This is a modified fork of Luminol for use with Skyline
Luminol is a light weight python library for time series data analysis. The two major functionalities it supports are anomaly detection and correlation. It can be used to investigate possible causes of anomaly. You collect time series data and Luminol can:
- Given a time series, detect if the data contains any anomaly and gives you back a time window where the anomaly happened in, a time stamp where the anomaly reaches its severity, and a score indicating how severe is the anomaly compare to others in the time series.
- Given two time series, help find their correlation coefficient. Since the correlation mechanism allows a shift room, you are able to correlate two peaks that are slightly apart in time.

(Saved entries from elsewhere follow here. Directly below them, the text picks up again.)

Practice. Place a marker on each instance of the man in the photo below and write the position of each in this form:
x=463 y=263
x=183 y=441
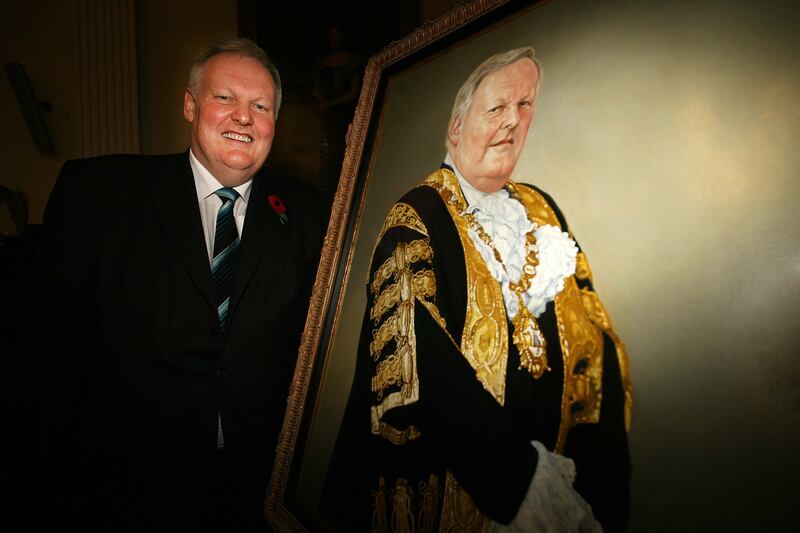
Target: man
x=173 y=293
x=488 y=373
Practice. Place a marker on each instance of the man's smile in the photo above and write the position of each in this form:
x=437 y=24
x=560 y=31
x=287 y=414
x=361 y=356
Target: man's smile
x=237 y=137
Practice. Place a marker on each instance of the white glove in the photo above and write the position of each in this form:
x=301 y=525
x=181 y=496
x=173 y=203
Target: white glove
x=552 y=505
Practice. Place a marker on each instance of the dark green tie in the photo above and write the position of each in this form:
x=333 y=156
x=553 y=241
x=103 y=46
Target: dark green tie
x=226 y=248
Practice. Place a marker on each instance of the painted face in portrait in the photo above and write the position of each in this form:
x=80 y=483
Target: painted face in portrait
x=232 y=117
x=487 y=141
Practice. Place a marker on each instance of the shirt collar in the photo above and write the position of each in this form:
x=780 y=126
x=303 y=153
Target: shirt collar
x=471 y=194
x=206 y=184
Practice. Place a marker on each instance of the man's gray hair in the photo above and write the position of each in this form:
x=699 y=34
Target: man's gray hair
x=494 y=63
x=238 y=46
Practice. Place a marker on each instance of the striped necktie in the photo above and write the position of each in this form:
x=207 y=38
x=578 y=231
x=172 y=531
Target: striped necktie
x=226 y=247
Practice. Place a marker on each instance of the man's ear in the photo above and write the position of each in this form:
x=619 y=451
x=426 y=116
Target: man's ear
x=188 y=106
x=454 y=133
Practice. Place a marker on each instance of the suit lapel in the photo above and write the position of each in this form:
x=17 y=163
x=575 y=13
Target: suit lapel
x=263 y=234
x=175 y=198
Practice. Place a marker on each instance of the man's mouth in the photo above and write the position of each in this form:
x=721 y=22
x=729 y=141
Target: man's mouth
x=502 y=142
x=237 y=137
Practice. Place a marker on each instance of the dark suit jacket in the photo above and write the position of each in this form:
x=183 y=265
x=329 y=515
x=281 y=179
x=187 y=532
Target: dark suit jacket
x=137 y=366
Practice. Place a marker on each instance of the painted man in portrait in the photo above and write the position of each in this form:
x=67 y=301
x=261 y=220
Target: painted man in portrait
x=491 y=391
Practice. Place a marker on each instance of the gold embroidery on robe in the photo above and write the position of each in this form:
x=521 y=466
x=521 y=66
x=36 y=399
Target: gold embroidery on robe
x=429 y=495
x=402 y=508
x=379 y=507
x=484 y=341
x=422 y=283
x=398 y=370
x=414 y=252
x=459 y=512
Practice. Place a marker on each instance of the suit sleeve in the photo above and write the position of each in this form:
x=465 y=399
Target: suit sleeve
x=64 y=342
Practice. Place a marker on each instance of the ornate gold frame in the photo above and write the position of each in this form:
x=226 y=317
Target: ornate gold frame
x=453 y=28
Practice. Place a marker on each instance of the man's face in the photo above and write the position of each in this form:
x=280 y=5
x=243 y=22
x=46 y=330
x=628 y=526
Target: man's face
x=487 y=141
x=232 y=117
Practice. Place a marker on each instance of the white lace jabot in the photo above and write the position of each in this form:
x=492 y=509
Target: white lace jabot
x=505 y=221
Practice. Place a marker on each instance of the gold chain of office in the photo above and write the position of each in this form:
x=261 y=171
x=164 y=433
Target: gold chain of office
x=527 y=336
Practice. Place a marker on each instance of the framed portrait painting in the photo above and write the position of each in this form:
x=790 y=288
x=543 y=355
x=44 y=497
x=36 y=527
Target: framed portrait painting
x=635 y=138
x=397 y=138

Luminol is configurable in a sense that you can choose which specific algorithm you want to use for anomaly detection or correlation. In addition, the library does not rely on any predefined threshold on the values of a time series. Instead, it assigns each data point an anomaly score and identifies anomalies using the scores.
By using the library, we can establish a logic flow for root cause analysis. For example, suppose there is a spike in network latency:
- Anomaly detection discovers the spike in network latency time series
- Get the anomaly period of the spike, and correlate with other system metrics(GC, IO, CPU, etc.) in the same time range
- Get a ranked list of correlated metrics, and the root cause candidates are likely to be on the top.
Investigating the possible ways to automate root cause analysis is one of the main reasons we developed this library and it will be a fundamental part of the future work.